The release, issued at 8:30 A.M. (EDT), showed that the PCE Price Index and the core-PCE, which excludes the volatile food and energy components, both rose 0.2% for the month and were up 3.3% and 4.2%, respectively, on a 12-month basis. These figures were relatively in line with expectations and did not change the narrative that the Federal Reserve will likely keep interest rates at elevated levels for an extended stretch. Overall, personal income increased 0.2% last month, while personal expenditures jumped 0.8%. Following the release, Treasury market yields inched slightly higher and the equity futures, which were comfortably in positive territory heading into the report, weakened, and the NASDAQ is now looking at lower opening when trading kicks off stateside. The Dow Jones futures are getting a boost from a sharp move higher from shares of Salesforce, Inc. (CRM) following the release of the company’s latest quarterly results (more below).
The four bullish trading sessions leading up to today, the final day of August, have helped the Dow Jones Industrial Average, the NASDAQ Composite, and the S&P 500 retrace some of the month’s earlier losses, and the 31-day stretch is not looking anywhere near as bad as pundits thought was possible just one week ago when the Fed commenced its annual three-day Jackson Hole, Wyoming conference. The broader S&P 500 Index and the tech-heavy NASDAQ Composite enter the final day of August holding respective month-to-date losses of just 1.6% and 2.3%. Prompting the rally this week was a series of economic reports that Wall Street deemed to be of the “Goldilocks” variety. Specifically, the data revealed that the Fed’s goal of reducing inflation is working, but not at the expense of rapidly slowing the U.S. economy.
Among the “Goldilocks” reports was the first revision to the second-quarter Gross Domestic Product (GDP) estimate from 2.4% to 2.1%. This revealed some moderation in output, but the overall growth was still above the expectations that Wall Street held heading into the June quarter.
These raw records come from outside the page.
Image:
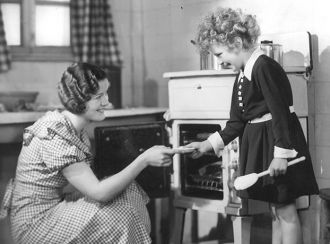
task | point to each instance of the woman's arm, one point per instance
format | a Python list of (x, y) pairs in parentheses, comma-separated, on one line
[(83, 179)]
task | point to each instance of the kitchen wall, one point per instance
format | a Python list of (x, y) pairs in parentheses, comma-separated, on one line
[(155, 38)]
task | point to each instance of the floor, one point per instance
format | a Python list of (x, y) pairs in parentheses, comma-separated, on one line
[(222, 233)]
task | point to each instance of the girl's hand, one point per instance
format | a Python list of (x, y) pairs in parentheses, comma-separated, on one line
[(200, 148), (278, 166), (158, 156)]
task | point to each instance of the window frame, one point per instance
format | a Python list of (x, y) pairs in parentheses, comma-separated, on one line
[(28, 51)]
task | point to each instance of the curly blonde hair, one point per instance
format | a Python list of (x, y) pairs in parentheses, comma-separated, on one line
[(224, 25)]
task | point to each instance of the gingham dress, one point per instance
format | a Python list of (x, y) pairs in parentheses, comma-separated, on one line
[(41, 211)]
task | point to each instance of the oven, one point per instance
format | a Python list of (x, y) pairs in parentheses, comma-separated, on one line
[(199, 105)]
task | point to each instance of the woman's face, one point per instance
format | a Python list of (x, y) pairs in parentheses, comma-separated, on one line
[(98, 103), (226, 55)]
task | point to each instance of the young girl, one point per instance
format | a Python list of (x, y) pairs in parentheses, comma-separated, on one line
[(56, 152), (262, 115)]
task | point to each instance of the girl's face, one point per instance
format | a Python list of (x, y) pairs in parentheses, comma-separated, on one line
[(226, 55), (98, 103)]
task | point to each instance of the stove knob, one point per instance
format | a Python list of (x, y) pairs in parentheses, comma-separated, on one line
[(233, 165)]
The GDP revision also showed a drop in the second-quarter PCE Price Index and the core-PCE Price Index, which was an encouraging sign for the Fed in its battle to tame inflation. This followed an Automatic Data Processing (ADP) report revealing a slowdown in the pace of private sector jobs creation in July, and the Labor Department’s Job Openings and Labor Turnover (JOLTs) release that indicated a decline in the number of job openings. This should put some downward pressure on salaries and ultimately the average hourly wage figure, which the Fed believes is needed to combat inflation in the labor market.
Tomorrow, the Labor Department’s report on August employment and unemployment will be highly scrutinized, as it will provide another indication of whether the Fed’s goal of slowing job growth is working, with the end game of reducing inflation. This morning, initial jobless claims for the week ending August 26th totaled 228,000, below the consensus expectation of 235,000, and the lowest level recorded in August.
We also received some corporate earnings news since the close of trading yesterday afternoon. The headline reports came from the technology sector. Dow-30 component Salesforce beat expectations for both revenues and earnings per share. The company also raised its full-year guidance, and shares of the technology company are trading higher in pre-market action. Cybersecurity company Okta (OKTA) also reported strong results, citing better IT spending as the main catalyst, and its stock is higher in extended hours trading. Likewise, fellow cybersecurity company CrowdStrike Holdings (CRWD) beat on the top and bottom lines and raised its guidance. The stock initially traded lower, as Wall Street did not like that annual recurring revenue, a key metric for the company, fell in the latest period, but it since reversed course and is also looking at a higher start today.
On the retailing front, the market’s reaction to the quarterly results was not as good. Online pet food retailer Chewy (CHWY) reported earnings per share of $0.04, on better-than-expected revenue growth. The consensus was looking for a $0.05-a-share loss last quarter. Meantime, discount retailer Five Below (FIVE) beat expectations on both the top and bottom lines. However, shares of both companies are looking at lower openings, as it may be a case of “buy on the rumors, sell on the news.”
For the most part, these reports are continuing the recent trend that those companies beating expectations and issuing positive near-term guidance are seeing their stock prices get a nice boost. Our sense is that with Treasury market yields higher and the Fed looking to keep interest rates higher for longer, earnings for the S&P 500 companies will need to continue to trend positively in the coming quarters to support the current frothy market valuations. If consensus earnings expectations were to be revised lower over the next few quarters, the market’s current price-to-earnings multiple of above 19 times 12-month forward-looking earnings would likely not be sustainable. Thus, we continue to recommend that investors maintain a portfolio of high-quality companies that have demonstrated an ability to generate steady earnings and cash flows even during less-than-ideal economic times. - William G. Ferguson
At the time of this article’s writing, the author did not have positions in any of the companies mentioned.